For me, the NBA Draft Lottery is appointment viewing. Every year -- even when my Knicks don’t have a pick -- I watch this event.
The NBA Draft Lottery is a weird, random, awesome spectacle
The NBA Draft Lottery doesn’t need to be on TV. We’re so glad it’s on TV.
Calling it an “event” is strange, because pretty much nothing happens. By the time the cameras turn on, the results are already in. The ping-pong balls have already bounced. The accountant from Richguy, Richguy and Wealthman knows who has the No. 1 pick, as does whoever is in charge of stuffing the pretty placards with team logos on them into the big envelopes. But I watch.
Because even though this is somebody reading the results of a previously rendered random draw stretched out over a half hour and several commercial breaks, the NBA Draft Lottery is perhaps the best TV the NBA makes all year -- including the, you know, exciting basketball.
When leagues have a draft, there is a very good reason a guy has to get on a stage and say the name of the person who just got picked: Every team is trying to make spur-of-the-moment decisions about who they select, and it helps to have somebody officially announce who is and isn’t available. Sure, it’s 2015 and they could do it by just having every team turn on push notifications for Adrian Wojnarowski tweets, but you can see why they once legitimately needed it to be done this way.
NBA Draft Lottery
With the NBA Draft Lottery, there is no good reason for any of this.
There is no need for somebody to say the picks in order. They could just flash the entire order on the screen, and they would get the job done.There is no need for the people on stage. These people have no effect on the proceedings. They are there solely so we can watch their reactions.
This entire TV production is all just for show.

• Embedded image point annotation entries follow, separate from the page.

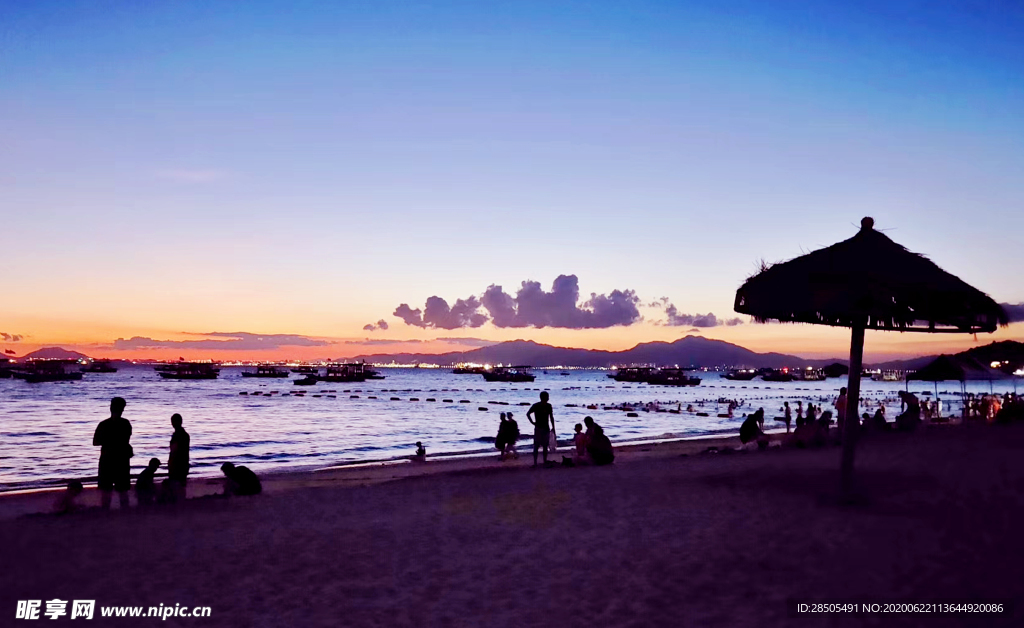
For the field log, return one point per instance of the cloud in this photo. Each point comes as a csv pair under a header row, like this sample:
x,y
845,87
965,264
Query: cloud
x,y
437,315
1015,311
532,306
190,176
468,341
675,319
372,327
232,341
377,341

But it’s a spectacular show. It starts slow, as the teams with low odds hear their names early, as expected. There’s stir of surprise and confusion when a team’s spot gets skipped, ensuring they’ll be among the top-three picks. The stakes are building, mounting, rising as we methodically crawl toward the top three.

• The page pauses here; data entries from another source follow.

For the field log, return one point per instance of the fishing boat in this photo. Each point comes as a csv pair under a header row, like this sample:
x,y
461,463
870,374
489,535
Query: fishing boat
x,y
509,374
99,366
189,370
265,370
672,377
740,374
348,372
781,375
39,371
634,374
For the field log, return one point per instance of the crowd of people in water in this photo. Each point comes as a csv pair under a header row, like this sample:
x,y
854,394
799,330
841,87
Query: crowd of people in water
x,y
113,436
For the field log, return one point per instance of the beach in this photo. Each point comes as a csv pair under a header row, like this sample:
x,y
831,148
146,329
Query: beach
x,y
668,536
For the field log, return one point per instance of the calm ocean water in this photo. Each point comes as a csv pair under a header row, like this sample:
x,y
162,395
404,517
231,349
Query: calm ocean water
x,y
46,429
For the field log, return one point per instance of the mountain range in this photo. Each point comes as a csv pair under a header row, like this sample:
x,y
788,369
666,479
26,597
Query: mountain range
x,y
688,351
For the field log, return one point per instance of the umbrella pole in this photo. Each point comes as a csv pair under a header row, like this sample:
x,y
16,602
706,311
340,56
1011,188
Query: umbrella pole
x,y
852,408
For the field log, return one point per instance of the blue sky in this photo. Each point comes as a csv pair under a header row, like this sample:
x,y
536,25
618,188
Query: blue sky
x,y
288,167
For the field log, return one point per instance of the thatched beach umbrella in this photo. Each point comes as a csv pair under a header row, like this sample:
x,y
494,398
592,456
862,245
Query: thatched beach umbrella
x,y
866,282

There is a commercial break. We sit and stew. Then, with a few crisp tears of paper, we find out who gets No. 1.
Basketball is a complicated sport. We now have detailed data on every player action, every motion, every shot, that can tell us exactly what players are good at and how good they are at it. And yet still, there are vast disagreements and debates about how to best play basketball. And with the complicated nature of the NBA’s salary cap, there are huge complexities that make assembling a team to best play basketball very, very difficult.
For one night, all that goes out the dang window. The men in suits are helpless. There is no strategy they can use to make things work better. Their only weapons are hope and luck.
One team’s representative shrugs his shoulders. The other goes wild, celebrating the fact that they have been blessed by the odds. After minutes of nervous, televised waiting, there’s an enormous instant of elation, the pain of an entire crappy season of basketball washed away, validated in a second.
As a Knicks fan, I have spent days, weeks and months quivering in anticipation of that moment. Sure, the NBA could just do everything behind closed doors and tell us the results. But instead, they turned something completely unnecessary into a vehicle for jubilation -- or heartbreak.